The work begins on the wheel as a rough cylinder, where gesture and rib marks are encouraged in order to enliven the form and initiate a give-and-take dialogue with the material. In response to the form’s idiosyncrasies, initial lines are lightly sketched on the surface using a finger or sponge. After the clay has stiffened slightly, these lines are revisited, revised, and reinforced by retracing their path, while pushing outward from the inside to stretch the clay wall and express the fleshiness and volume that clay is so capable of. This process continues as the bulges are coaxed and cajoled into a slow-motion collapse that acknowledges the inevitability of gravity’s pull, yet responds with teasing resistance.

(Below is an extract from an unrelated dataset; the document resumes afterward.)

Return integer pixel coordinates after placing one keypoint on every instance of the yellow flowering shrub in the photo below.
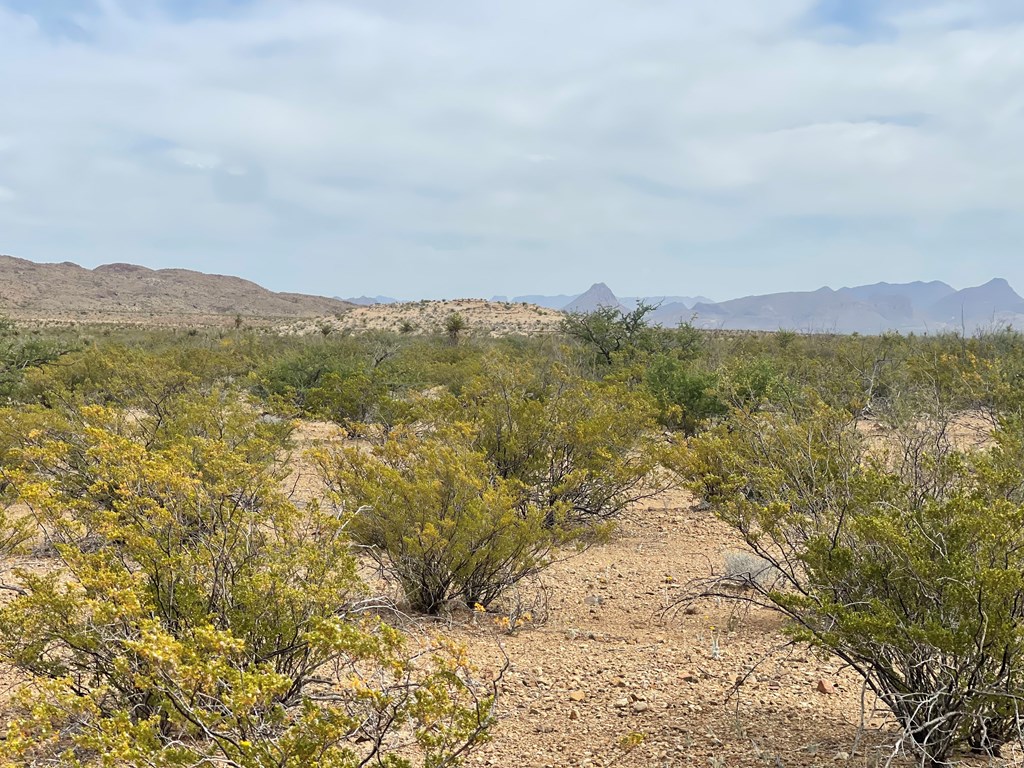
(196, 615)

The surface treatment is both a dialogue with history (albeit a somewhat smart-alecky one), and an exploration of materials and their chromatic and textural possibilities in the wood kiln. Much of my work is finished using various slips and/or glazes that are particularly sensitive to the atmosphere of the kiln. In order to expand my palette, however, I frequently introduce Mason stains, such as lobster pink, which creates a colorful tension between the juicy wetness of fluxed glaze and the mineral encrustation of ash and embers.